También reciben protección policíaca 16 testigos en este mismo proceso por intimidación comprobada. No es la primera vez que, en un juicio penal, los jueces, los fiscales y los funcionarios del Organismo de Investigación Judicial (OIJ) sufren este tipo de acoso o de coacción, a fin amedrentarlos a ellos y a sus familias. Este tipo de conductas delictivas no solo pone a prueba la fortaleza del sistema judicial, sino que demuestra la singular naturaleza de la labor jurisdiccional y, por lo tanto, la competencia, coraje y valores éticos de los funcionarios judiciales. De aquí la necesidad imperiosa de que, en estas circunstancias de apremio, el Estado y la sociedad correspondan con igual eficacia y solidaridad. En ello va la defensa de los valores básicos de la libertad y de la seguridad, así como la supervivencia del sistema democrático.
Estas amenazas de muerte no deben interpretarse como actos aislados o fugaces. Si, por el número de personas necesitadas de protección policial, tanto funcionarios judiciales como testigos, la situación es inusual, su ocurrencia en un marco de violencia creciente en el país, desde el punto de vista cuantitativo y cualitativo, obliga a una toma de conciencia más profunda. Necesariamente deben relacionarse estas amenazas con otro hecho sin precedentes: la presencia y acción de sicarios, nacionales y extranjeros, en nuestro país, como lo hemos informado y comentado, y, en otro plano, las intensas campañas de difamación por Internet contra magistrados, fiscales y periodistas, en estos años, así como los disparos, en tres ocasiones, contra las instalaciones de La Nación . En suma, las tareas de investigación e información, así como la acción de los tribunales de justicia han sido objeto de violencia verbal, física, moral o psicológica, con el propósito de malograr su cometido constitucional, en defensa de los derechos de los habitantes.

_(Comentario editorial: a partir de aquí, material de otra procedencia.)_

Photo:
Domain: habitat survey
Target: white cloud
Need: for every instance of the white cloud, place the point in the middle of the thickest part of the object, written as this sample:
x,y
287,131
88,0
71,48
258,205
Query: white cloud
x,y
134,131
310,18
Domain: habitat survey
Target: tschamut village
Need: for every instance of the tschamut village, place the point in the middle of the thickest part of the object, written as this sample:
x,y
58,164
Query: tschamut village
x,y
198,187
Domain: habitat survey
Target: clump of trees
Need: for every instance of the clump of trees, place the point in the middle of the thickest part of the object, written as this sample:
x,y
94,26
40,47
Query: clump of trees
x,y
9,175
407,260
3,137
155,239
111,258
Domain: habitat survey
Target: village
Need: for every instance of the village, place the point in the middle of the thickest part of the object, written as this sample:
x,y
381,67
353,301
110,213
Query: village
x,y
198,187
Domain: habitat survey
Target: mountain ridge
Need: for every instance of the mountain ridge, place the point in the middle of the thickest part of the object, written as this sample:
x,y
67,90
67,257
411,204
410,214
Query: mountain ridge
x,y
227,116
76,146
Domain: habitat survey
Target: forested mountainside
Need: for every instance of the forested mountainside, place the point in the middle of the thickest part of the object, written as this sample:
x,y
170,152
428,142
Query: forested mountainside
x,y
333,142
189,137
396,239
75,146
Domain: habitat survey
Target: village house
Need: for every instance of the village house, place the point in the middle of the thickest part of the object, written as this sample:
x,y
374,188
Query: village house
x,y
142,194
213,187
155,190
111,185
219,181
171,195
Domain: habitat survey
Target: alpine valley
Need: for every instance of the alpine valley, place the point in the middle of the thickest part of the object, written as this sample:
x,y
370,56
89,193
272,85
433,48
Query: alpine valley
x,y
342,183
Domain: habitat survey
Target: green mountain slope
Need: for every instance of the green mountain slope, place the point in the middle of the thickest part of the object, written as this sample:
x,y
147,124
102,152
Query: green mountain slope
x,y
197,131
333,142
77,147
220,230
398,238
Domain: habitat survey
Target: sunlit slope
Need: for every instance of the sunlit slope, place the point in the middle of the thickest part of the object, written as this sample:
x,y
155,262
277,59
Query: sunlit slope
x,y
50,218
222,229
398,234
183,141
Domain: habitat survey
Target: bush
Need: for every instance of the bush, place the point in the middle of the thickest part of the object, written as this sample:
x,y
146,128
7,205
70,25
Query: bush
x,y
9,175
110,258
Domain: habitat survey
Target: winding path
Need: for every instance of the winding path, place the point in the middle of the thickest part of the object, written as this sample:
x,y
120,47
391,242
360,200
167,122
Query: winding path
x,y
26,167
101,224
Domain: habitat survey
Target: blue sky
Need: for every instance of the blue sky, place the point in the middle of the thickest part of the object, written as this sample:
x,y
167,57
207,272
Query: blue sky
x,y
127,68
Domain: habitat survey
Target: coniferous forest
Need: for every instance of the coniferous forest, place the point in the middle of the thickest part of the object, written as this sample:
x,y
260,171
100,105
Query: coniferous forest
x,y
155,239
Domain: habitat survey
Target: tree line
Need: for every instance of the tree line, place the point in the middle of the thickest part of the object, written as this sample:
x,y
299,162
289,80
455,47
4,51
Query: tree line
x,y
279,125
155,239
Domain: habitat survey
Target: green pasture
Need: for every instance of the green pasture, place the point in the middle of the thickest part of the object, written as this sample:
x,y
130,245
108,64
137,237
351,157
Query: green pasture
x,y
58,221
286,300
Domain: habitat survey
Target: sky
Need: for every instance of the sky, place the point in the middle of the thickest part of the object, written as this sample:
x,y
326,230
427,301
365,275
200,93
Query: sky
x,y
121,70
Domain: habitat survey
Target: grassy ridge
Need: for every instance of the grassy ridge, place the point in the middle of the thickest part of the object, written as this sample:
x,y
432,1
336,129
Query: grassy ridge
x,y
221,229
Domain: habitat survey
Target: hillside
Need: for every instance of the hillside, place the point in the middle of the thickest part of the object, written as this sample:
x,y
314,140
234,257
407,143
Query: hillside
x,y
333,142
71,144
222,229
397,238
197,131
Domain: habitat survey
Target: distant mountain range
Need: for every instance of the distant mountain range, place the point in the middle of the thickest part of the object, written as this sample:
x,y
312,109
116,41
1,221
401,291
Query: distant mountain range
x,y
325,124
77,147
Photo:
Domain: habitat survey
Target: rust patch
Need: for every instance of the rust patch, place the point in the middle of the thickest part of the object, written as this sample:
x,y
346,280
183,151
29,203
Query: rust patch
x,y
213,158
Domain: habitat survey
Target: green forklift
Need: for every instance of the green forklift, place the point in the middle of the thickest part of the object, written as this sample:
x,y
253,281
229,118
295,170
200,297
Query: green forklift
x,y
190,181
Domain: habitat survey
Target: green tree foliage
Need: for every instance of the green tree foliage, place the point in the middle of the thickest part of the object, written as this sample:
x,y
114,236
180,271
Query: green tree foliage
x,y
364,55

Estos hechos desbordan el marco judicial o periodístico. Comprenden a todo el país por incluir valores básicos para el sistema democrático y la convivencia pacífica. De aquí la responsabilidad, como lo hemos comentado reiteradamente, de quienes, con tal de hacer valer sus intereses, a toda costa, violentan el Estado de derecho, pretenden hacerse justicia por su propia mano, desconocen los mandatos de los tribunales o les niegan legitimidad a las autoridades libre y limpiamente elegidas. Crean, asimismo, un ambiente malsano todos aquellos que quebrantan el orden público y el procedimiento legal establecido anteponiendo a la convivencia democrática la llamada democracia callejera, un desafío a las instituciones republicanas.
Se dirimen en los tribunales de justicia, en estos meses, cuestiones medulares para el país en el orden penal. El Poder Ejecutivo debe restaurar el orden, la legalidad y la buena gestión pública en diversas instituciones, donde han imperado el desorden y el derroche, lo cual implica tocar fuertes intereses creados, y la Asamblea Legislativa debe adoptar este año decisiones determinantes para el futuro del país. Ninguno de estos frentes está exento de violencia verbal y de amenazas. Se impone, por lo tanto, que los dirigentes del país, en su propio ámbito, particular o público, procedan con sabiduría para que la razón doblegue la violencia, el odio o la venganza.